Why we need a blockchain
In traditional systems, one or several central servers is necessary for the storage of records, which are under the control of an individual or organization. In contrast, a blockchain is decentralized on many computers and is no longer vulnerable to a single point of failure (SPOF).
The main idea is that the main chain is stored highly redundantly. Regardless of the orphan blocks, once a new block is added to the main chain, it will be broadcast all over blockchain network and everyone will update their database with the new main chain. The main chain is selected among all the possible chains with a highest score.
Therefore, if someone would like to overwrite an existing block, he or she has to reach a consensus with the whole network. Since blocks will be validated through cryptographic hashes, all subsequent blocks should be altered at the same time as well. Hence the mutability of blocks diminishes along with the growth of peers in the network and blocks in the chain, and the persistence of blocks is ensured with an extremely high probability.
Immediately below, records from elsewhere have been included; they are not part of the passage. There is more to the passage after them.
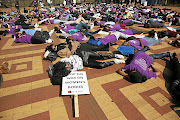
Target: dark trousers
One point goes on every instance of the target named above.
(175, 86)
(158, 56)
(135, 31)
(89, 56)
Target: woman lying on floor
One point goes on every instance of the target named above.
(78, 55)
(37, 38)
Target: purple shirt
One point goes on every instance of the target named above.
(107, 39)
(100, 22)
(141, 62)
(51, 21)
(126, 21)
(77, 36)
(127, 31)
(65, 29)
(24, 39)
(115, 27)
(136, 44)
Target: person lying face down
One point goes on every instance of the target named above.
(37, 38)
(137, 71)
(175, 42)
(76, 62)
(140, 43)
(152, 24)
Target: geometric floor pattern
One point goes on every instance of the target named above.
(27, 94)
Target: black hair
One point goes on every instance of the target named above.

How can we use a blockchain
The most popular application of blockchains is cryptocurrency. In this respect, part of the participants, called miners, are provided rewards as incentives to validate transactions and attach new blocks including them to the chain. The process of building a block is computationally difficult to restrict the production of new currencies.
Certainly it is not the only use of blockchains. As what I have mentioned above, blocks are used to record something, including both cryptocurrency trading, certain events and so forth. In the example above, it is feasible to attach arbitrarily long texts to a transaction, which will be almost unchangeably recorded in the ethereum network.
Finally to Internet citizens
At the same time, in the United States, the FCC voted in favor of repealing net neutrality pocilies and has published new regulations. Internet freedom is being severely threatened.
While blockchains have demonstrated their great significance in monetary systems, the impact should be far beyond economies. It is an important method of realizing true freedom of speech in public spaces.
I would like to end by quoting words from Oliver Wendell Holmes Jr.:
If there is any principle of the Constitution that more imperatively calls for attachment than any other, it is the principle of free thought—not free thought for those who agree with us but freedom for the thought that we hate.